Она продиралась всё дальше по зловонному тесному ходу, сбивая колени и локти, ударяясь головой о торчащие в стенках камни, царапая спину обо что-то острое сверху. Сердце бешено колотилось. Что ждёт её впереди, в густой пугающей тьме? Ядовитая змея, капкан, обвал? Что приготовил для неё выживший из ума мерзавец?
«Только не паникуй, только не паникуй», — вслух уговаривала себя Катя, продолжая работать коленями и руками.

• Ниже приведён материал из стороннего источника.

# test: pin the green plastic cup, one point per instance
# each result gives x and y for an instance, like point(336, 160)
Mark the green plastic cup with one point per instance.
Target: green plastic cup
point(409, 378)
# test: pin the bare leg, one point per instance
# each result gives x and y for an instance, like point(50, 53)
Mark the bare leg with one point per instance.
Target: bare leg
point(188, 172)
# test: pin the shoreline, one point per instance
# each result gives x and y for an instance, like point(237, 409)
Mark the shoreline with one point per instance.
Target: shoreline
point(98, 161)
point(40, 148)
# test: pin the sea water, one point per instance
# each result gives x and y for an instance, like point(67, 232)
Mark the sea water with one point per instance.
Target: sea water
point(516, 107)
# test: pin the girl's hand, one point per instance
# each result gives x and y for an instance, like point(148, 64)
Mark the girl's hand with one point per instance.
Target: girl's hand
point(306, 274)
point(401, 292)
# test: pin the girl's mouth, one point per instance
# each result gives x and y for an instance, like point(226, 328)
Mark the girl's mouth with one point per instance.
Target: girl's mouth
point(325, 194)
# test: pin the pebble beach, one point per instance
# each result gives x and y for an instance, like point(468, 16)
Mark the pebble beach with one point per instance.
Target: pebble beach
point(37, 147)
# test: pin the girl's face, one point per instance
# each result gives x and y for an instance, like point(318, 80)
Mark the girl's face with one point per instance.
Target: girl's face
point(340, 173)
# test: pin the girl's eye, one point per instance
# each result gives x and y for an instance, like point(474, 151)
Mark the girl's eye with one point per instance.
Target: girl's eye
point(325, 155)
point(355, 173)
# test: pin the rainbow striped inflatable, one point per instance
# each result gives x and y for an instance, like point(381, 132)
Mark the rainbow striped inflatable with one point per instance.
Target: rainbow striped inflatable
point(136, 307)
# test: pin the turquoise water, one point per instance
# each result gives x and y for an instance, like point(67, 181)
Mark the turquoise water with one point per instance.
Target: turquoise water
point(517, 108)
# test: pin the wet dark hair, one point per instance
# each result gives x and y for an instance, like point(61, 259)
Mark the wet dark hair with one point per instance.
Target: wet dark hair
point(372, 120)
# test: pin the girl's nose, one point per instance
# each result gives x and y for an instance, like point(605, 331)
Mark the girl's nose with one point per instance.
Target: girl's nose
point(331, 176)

Обогнув корявый каменный выступ, занимающий половину и без того узенького прохода (Да. Вальтер точно бы здесь не пролез), и расцарапав при этом весь правый бок, Катя к облегчению своему, выбралась на весьма относительный, но простор. Лаз здесь превращался в подземный грот, напоминающий Кате тюремную камеру, каземат средневековой темницы в заброшенном замке. Зато тут можно было даже стоять, правда, только с опущенной головой. Это конец пути. Дальше дороги нет.
Луч фонарика побегал по потолку и по стенам, заскользил по заваленному хрустящей под ногами щебёнкой полу… Стоп! Вот оно!

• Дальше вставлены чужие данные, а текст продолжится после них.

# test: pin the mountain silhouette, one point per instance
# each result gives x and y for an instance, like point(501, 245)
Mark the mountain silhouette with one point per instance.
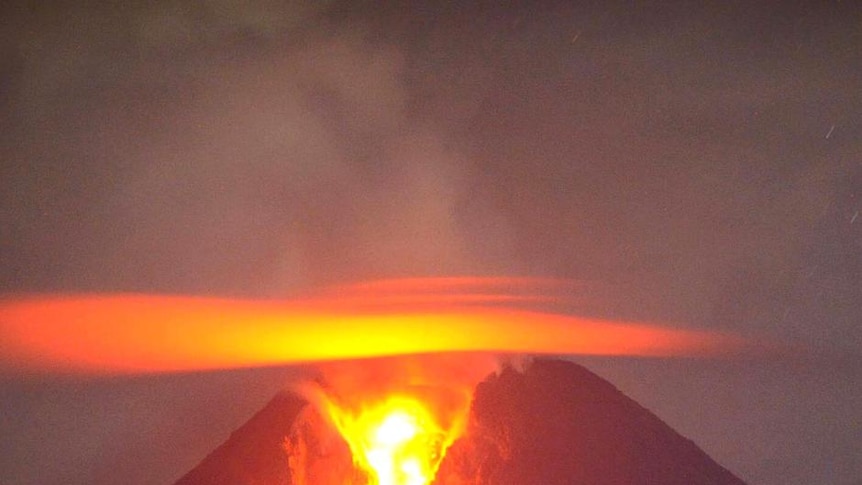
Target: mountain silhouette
point(555, 423)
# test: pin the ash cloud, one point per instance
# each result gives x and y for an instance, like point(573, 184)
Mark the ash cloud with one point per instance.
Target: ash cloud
point(678, 157)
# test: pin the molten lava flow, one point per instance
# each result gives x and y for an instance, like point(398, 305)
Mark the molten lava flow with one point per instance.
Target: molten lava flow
point(398, 441)
point(394, 418)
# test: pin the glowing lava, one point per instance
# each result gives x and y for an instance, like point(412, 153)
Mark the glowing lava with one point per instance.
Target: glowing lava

На большом, покрытом, как и всё здесь, злоуханной сажей камне, лежал плоский жёлтый предмет треугольной формы. Жетон. Засунув его за пазуху, Катя, ни секунды не мешкая, снова стала на четвереньки и, сделав глубокий вдох, пустилась в обратный путь.
Прихрамывающая, пошатывающаяся, жмурясь от света, она вышла из штольни. Рот Вальтера приоткрылся, он прихлопнул его рукой.
— Со мной что-то не так? — вмиг догадалась Катя. — Я плохо выгляжу?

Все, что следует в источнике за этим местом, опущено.